Hace unas semanas el protagonismo vino de la mano de Victoria Abril, que manifestaba su particular discrepancia respecto a la realidad del Covid19. Ahora, calientes, en una conocida cadena de televisión, salen a la luz pública las palabras de otro grande del mundo artístico, Miguel Bosé, que opina que esa enfermedad no existe y que todo lo que pasa en torno a ella es pura patraña.

Reconozco que el Bosé de mi juventud, cuando se dio a conocer como cantante a finales de la década de los setenta, no me interesó casi nada. Sonaban bien sus canciones, pero por entonces yo estaba en otras cosas. Hijo de siderúrgico de la Asturias minera, estudiante de a pie, que todos los días tomaba el autobús para desplazarme a Oviedo a estudiar para salir más barato a mis padres, joven con el pensamiento puesto en la justicia social y la mejora de las condiciones de los obreros, entre muchas cosas más afines, la verdad es que no me identificaba nada con la emergente estrella española, por otro lado, de familia enraizada en la cultura tradicional social y política, que yo rechazaba.

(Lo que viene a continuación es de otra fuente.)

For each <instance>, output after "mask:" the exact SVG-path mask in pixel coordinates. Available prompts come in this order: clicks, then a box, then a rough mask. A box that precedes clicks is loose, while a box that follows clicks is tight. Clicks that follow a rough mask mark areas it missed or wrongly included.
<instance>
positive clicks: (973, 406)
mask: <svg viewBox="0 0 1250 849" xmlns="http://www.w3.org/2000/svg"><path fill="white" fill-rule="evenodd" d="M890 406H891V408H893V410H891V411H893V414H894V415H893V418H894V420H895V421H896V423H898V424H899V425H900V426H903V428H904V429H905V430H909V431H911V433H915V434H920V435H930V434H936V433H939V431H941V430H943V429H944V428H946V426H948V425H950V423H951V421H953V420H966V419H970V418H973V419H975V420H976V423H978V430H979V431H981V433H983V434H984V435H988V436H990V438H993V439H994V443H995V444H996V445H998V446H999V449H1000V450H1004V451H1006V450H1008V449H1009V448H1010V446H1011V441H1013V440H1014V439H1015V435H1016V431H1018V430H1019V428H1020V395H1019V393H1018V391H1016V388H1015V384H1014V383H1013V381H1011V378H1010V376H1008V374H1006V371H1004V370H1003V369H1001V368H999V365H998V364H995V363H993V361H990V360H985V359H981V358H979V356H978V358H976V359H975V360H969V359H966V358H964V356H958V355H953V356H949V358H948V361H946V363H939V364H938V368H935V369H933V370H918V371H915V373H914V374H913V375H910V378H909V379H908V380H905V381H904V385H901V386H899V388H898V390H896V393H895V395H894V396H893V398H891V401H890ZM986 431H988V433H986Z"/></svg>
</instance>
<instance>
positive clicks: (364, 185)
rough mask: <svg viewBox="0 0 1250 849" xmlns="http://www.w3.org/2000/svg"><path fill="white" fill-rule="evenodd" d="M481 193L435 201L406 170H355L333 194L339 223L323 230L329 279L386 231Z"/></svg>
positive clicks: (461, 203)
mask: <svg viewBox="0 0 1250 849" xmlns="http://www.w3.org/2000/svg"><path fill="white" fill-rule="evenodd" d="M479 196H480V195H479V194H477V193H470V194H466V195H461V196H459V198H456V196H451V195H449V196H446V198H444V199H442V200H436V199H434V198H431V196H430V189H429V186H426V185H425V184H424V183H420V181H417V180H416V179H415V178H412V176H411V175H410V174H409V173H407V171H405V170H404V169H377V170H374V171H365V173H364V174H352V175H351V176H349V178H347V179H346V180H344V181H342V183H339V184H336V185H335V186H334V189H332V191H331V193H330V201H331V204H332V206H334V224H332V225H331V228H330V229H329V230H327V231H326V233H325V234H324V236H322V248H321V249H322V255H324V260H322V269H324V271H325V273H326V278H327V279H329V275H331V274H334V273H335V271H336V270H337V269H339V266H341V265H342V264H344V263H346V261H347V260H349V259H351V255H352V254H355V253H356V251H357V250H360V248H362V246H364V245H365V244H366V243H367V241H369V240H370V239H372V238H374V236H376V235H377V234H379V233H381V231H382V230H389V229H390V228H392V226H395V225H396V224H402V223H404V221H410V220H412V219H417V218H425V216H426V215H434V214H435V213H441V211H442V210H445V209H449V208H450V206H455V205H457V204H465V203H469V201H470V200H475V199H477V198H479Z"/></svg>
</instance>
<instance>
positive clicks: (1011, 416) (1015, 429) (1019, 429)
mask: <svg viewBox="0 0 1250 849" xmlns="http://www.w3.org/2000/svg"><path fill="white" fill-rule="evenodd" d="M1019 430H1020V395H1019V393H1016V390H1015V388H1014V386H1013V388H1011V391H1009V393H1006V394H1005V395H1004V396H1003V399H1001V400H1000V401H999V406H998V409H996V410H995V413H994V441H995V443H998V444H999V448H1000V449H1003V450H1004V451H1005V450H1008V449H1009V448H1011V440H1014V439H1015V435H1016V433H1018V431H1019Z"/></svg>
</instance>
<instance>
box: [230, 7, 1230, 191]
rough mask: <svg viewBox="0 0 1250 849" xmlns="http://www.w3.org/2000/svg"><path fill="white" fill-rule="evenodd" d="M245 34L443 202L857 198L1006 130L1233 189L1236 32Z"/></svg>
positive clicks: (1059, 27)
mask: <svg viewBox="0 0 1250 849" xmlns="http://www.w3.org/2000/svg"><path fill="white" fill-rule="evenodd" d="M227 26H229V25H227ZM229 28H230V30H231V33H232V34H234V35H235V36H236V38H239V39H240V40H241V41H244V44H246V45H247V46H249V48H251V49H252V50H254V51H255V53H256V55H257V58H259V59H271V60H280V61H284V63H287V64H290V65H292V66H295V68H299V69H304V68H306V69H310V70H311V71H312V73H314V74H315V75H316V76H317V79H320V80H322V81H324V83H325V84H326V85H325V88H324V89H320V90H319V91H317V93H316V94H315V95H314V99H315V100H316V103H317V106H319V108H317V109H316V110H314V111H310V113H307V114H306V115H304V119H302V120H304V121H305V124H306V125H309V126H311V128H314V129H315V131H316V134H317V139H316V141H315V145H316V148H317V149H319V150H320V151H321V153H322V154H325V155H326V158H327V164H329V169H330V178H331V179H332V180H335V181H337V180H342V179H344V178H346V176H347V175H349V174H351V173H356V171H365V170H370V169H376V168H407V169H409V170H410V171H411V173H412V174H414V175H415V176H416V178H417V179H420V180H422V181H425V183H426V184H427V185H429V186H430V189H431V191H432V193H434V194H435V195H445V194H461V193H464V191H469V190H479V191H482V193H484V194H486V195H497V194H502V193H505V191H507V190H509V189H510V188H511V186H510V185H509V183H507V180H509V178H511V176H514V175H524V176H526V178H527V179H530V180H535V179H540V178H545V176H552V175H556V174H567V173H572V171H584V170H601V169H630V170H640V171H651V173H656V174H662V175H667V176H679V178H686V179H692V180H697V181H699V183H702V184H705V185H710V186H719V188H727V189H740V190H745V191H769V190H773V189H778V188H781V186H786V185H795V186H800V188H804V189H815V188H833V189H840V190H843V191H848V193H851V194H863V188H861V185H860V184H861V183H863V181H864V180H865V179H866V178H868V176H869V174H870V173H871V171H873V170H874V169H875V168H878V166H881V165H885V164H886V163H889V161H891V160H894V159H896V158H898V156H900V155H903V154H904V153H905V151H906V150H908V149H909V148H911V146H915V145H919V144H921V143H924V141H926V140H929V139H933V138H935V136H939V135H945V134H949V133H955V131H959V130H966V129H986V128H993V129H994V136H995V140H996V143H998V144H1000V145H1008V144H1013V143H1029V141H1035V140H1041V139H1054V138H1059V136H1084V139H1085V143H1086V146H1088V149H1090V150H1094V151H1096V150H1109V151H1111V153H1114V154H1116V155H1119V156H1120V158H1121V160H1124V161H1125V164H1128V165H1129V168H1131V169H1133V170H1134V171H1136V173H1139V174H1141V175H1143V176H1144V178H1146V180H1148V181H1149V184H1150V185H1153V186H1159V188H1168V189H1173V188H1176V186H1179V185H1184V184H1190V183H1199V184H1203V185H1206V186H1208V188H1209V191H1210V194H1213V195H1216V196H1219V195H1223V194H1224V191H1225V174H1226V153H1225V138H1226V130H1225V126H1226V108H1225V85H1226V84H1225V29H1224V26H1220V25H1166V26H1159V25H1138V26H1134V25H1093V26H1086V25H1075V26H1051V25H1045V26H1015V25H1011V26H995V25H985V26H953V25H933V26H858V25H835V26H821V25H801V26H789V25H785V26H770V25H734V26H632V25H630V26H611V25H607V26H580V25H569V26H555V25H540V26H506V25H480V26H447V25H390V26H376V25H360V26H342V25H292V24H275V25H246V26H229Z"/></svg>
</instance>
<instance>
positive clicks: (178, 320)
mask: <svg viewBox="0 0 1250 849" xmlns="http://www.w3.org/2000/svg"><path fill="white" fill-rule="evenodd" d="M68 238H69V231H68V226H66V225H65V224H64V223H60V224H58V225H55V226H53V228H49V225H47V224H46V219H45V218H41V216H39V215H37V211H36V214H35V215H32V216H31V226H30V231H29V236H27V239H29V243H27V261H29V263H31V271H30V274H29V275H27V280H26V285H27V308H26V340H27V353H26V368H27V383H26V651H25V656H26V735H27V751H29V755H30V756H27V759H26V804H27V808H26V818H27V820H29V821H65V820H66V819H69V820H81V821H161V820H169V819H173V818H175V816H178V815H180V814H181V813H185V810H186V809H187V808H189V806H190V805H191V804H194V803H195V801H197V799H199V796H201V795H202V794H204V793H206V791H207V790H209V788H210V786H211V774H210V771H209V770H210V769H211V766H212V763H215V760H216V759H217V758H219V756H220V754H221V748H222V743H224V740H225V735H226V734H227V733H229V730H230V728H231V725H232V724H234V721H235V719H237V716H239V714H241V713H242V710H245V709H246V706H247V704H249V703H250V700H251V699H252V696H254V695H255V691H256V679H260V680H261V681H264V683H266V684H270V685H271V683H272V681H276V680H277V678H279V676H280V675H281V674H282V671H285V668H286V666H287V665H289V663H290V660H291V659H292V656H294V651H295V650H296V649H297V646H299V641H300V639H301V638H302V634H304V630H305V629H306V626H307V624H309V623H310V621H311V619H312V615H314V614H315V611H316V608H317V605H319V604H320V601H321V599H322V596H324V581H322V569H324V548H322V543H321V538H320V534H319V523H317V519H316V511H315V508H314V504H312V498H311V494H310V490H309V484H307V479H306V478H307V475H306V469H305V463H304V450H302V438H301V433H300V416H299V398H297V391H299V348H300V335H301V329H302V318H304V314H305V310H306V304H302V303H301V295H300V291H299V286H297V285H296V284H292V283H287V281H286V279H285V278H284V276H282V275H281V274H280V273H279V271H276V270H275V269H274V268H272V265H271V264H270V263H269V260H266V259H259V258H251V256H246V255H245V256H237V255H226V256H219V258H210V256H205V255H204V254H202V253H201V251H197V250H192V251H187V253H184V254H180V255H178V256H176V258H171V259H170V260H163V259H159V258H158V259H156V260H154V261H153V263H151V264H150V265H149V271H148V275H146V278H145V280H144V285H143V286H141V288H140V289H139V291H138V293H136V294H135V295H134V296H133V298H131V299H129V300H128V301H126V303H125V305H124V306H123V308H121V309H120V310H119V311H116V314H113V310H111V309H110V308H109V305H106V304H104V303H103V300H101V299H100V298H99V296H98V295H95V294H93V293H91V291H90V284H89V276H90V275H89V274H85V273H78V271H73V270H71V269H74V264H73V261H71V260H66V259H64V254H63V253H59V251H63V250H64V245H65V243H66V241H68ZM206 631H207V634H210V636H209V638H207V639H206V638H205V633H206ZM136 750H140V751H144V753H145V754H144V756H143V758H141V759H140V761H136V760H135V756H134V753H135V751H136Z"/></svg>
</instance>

En cambio, el Miguel de ahora, al cual respeto profundamente, sí me interesa. Indudablemente hay en él un hombre que, teniéndolo todo, la vida le ha salido al encuentro sin demasiada ventura. Esa figura paradógica, combatiente entre el deseo y la realidad, la conciencia y el placer, ya ganador ya perdedor, es lo que en realidad me importa en la actualidad. Porque los personajes planos henchidos solo de aire, únicamente interesan a sus homólogos.

Cada cual es libre de pensar lo que quiera, no faltaría más, pero aunque respeto los decires del cantante, no los comparto de la misma manera. Por un lado, a Bosé, le han faltado argumentos sobre los que sostener la tesis negacionista, es más, ni siquiera ha podido constatar uno solo. La plática es simplemente plática, decir por decir, sin ninguna hondura argumentativa. Pero es que, además, el artista se niega a contrastar la fortaleza de su enunciado negativo con las opiniones de los científicos. Y eso es dar la espalda a la oportunidad de cambiar la opinión propia o de subrayarla, incluso.

Vienen a mi recuerdo las palabras filosóficas de Juan de Mairena, el alter ego de A. Machado, que decía que “la verdad del hombre empieza donde acaba su propia tontería. Pero la tontería del hombre es inagotable”.

Como ser contradictorio, que somos todos, hay en Bosé un tanto de tontería y otro mucho de sabiduría, sin duda. Solo espero que, más pronto que tarde, el sabio prevalezca sobre el necio, y que él reconduzca, si quiere, sus postulados actuales.